In the human sphere, this principle is interpreted by the Mishnah (Sotah 1:7) as ‘the measure that a man measures, so is he measured’. In other words, a man’s thoughts and behaviour determine his recompense. This reminds us of Christ’s teaching in Matthew 7:2 ‘For with what judgment you judge, you shall be judged: and with what measure you mete out, it shall be measured to you again’.
God’s economy incorporates the Law into a new measure. God practises a Law beyond measure. God did not only love his friends, he also loved his enemies. He did not practise an ‘eye for an eye’. The Son of God travelled ‘the second mile’ into the far country in order to meet us. Jesus allowed the soldiers to steal his cloak and gamble for it.
God practised a law beyond obligation. Jesus who received the Spirit without limit, took the obligation of the Law upon himself. By becoming the debtor, he destroyed its bondage and fulfilled both the Law and the Prophets (Mark 9.4) to an infinite degree. God promised that there will be even greater miracles than those performed during the Exodus from Egypt. For this reason, Jesus commanded his disciples to show God’s miracle of loving-kindness (hesed) to others because they are made in God’s image: ‘love your neighbour as yourself’ (the Book of the Law, Leviticus 19.18).

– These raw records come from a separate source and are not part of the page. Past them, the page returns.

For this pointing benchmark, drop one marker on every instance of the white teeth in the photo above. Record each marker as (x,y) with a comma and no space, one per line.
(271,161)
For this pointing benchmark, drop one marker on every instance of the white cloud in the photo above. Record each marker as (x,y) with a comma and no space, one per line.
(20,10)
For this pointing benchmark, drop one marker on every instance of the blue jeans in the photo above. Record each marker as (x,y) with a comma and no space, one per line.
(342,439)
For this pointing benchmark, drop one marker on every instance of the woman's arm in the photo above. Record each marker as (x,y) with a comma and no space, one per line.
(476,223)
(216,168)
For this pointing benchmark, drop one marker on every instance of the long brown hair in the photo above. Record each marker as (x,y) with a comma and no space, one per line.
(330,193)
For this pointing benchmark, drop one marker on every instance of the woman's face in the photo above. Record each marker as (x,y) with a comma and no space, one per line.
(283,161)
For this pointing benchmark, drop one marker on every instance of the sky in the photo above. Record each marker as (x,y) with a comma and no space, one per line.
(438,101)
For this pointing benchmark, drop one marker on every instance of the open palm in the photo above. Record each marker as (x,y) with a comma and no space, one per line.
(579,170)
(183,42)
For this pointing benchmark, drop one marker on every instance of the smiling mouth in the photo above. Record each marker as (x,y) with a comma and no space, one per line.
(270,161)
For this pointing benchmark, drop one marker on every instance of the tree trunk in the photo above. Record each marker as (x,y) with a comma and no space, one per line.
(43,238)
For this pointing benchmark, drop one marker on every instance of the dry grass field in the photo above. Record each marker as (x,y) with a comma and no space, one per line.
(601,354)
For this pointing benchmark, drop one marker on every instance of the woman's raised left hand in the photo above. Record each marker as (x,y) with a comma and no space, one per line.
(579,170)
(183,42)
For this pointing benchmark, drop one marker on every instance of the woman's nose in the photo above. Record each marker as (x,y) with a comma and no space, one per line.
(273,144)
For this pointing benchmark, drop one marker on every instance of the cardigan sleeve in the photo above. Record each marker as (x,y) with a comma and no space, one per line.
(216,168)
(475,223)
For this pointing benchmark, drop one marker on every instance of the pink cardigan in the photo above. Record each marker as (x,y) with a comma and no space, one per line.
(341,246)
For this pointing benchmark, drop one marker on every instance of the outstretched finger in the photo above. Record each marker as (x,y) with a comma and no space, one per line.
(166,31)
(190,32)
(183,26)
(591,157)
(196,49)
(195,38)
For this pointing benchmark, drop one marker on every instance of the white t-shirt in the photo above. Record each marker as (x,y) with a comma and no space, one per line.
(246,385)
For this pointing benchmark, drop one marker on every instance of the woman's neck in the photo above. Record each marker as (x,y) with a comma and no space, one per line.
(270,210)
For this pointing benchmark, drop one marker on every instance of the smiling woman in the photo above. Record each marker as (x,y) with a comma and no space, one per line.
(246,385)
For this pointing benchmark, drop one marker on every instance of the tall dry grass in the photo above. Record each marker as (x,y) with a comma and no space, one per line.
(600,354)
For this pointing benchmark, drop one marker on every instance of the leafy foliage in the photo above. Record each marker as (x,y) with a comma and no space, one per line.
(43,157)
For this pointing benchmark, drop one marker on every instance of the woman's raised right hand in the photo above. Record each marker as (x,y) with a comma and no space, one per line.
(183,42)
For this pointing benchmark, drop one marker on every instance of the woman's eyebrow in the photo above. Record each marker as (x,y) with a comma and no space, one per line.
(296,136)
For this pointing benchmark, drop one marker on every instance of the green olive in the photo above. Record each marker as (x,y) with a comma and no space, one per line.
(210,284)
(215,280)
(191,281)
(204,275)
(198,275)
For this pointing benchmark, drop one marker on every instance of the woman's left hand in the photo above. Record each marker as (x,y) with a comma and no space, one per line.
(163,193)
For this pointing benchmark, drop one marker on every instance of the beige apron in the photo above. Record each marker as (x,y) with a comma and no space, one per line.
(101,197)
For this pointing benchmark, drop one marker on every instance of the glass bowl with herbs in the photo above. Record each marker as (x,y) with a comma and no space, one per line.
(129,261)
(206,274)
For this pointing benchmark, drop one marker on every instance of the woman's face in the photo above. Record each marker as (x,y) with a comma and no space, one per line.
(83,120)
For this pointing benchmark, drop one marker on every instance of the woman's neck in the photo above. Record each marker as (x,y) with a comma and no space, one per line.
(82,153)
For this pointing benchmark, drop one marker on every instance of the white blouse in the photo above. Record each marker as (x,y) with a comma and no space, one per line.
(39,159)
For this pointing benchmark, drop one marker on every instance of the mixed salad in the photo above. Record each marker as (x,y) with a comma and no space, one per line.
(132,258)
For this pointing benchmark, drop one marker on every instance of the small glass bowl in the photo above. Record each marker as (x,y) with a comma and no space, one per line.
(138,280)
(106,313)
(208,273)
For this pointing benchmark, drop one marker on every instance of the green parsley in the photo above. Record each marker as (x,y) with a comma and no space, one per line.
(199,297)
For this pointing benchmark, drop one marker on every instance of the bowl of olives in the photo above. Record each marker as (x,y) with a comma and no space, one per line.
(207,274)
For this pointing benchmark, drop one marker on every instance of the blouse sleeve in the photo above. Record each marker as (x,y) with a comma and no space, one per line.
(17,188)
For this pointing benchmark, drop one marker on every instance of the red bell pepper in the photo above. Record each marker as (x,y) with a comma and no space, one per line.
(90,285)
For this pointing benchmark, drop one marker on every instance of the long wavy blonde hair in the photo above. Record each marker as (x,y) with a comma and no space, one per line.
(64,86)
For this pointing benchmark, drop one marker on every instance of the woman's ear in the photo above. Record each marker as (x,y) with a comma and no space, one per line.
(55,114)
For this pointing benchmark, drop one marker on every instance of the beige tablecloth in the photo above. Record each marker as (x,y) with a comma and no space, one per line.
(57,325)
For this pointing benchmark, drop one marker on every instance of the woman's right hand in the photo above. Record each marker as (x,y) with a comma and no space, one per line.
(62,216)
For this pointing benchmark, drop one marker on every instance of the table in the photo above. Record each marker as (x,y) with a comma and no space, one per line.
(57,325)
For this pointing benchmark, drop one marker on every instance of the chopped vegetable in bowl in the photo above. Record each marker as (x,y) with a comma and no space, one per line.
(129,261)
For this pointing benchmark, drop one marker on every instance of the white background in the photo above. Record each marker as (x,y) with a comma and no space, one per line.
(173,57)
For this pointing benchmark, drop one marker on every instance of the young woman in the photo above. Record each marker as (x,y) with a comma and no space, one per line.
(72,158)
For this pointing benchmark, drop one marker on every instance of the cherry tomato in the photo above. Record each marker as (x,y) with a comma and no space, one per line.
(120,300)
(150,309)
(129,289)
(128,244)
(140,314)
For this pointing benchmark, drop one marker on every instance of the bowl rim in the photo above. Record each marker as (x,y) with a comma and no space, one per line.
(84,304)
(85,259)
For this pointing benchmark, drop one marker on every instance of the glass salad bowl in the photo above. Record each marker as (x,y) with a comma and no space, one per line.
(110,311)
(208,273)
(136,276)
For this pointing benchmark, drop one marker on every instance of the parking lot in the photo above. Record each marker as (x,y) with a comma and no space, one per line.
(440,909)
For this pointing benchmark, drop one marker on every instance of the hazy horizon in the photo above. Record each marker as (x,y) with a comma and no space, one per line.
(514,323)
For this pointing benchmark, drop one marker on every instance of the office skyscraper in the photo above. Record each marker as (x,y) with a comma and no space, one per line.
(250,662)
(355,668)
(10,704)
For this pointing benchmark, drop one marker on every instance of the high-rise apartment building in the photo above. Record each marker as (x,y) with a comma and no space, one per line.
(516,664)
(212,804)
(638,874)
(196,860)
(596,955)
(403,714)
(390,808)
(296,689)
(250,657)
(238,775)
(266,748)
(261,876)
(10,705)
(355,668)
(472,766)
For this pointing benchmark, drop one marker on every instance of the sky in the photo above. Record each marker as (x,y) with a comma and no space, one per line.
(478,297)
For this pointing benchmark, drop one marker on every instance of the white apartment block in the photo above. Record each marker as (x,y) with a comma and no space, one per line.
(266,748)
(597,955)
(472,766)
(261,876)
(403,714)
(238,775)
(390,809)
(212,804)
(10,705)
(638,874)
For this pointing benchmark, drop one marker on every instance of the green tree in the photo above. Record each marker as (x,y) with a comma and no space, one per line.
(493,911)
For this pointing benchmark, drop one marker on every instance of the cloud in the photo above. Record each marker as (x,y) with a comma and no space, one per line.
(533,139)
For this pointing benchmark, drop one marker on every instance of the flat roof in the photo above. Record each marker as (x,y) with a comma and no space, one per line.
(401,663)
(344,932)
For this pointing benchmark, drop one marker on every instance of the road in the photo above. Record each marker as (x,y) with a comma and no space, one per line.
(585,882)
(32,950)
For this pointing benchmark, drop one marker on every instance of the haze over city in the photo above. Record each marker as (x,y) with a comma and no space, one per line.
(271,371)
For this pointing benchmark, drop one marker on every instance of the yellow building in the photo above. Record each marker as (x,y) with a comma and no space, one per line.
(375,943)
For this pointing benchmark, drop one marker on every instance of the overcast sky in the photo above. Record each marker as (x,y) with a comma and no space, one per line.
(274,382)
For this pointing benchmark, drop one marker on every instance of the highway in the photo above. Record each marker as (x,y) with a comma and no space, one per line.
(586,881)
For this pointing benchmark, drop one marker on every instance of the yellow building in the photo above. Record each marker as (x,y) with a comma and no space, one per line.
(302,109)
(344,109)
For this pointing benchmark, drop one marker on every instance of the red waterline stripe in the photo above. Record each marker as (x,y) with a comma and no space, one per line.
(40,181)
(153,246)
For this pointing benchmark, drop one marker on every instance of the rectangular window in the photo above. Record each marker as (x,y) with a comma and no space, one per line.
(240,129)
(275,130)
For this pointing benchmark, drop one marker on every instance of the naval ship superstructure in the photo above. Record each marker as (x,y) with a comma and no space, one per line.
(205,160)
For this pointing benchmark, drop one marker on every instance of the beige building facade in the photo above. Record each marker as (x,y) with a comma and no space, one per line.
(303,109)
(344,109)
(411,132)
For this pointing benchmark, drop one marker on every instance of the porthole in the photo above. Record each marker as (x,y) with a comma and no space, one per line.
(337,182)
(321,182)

The whole concept of hesed (mercy and grace), this divine pattern of redemption, the full measure of God’s unmerited presence which was revealed to Moses during the Exodus from Egypt (Exodus 34.6-7), is embodied by Messiah who is clothed in the garments of each letter of Torah and whose disproportionate self-abandonment and sacrifice of himself, operates beyond the Law’s literal patterns.
The Son of God, the heir to God’s throne, identifies himself with the depths of our creaturely nothingness, adopts us as sons and makes us co-heirs in God’s Kingdom with himself. He willed the same Spirit that was expelled from Adam to be expelled from his body that he might taste death for us; that we may know him through those things which he endured and experience the flowing in and breathing out of the Spirit’s freedom; our fellowship is with the Father and the Son according to that immeasurable life and power that was present when God raised Jesus Christ from the dead, the greatest event in history.
If I am willing to repent of my evil doings and confess Jesus as Messiah, God is willing to save me and is able to cleanse me from all unrighteous thoughts desires and actions (I John 1.9) and will grant to me as a gift the righteousness of Christ.
This is the seed from which spring forth virtue, true self unveiled and forever contemplating with every sense the King’s infinite beauty.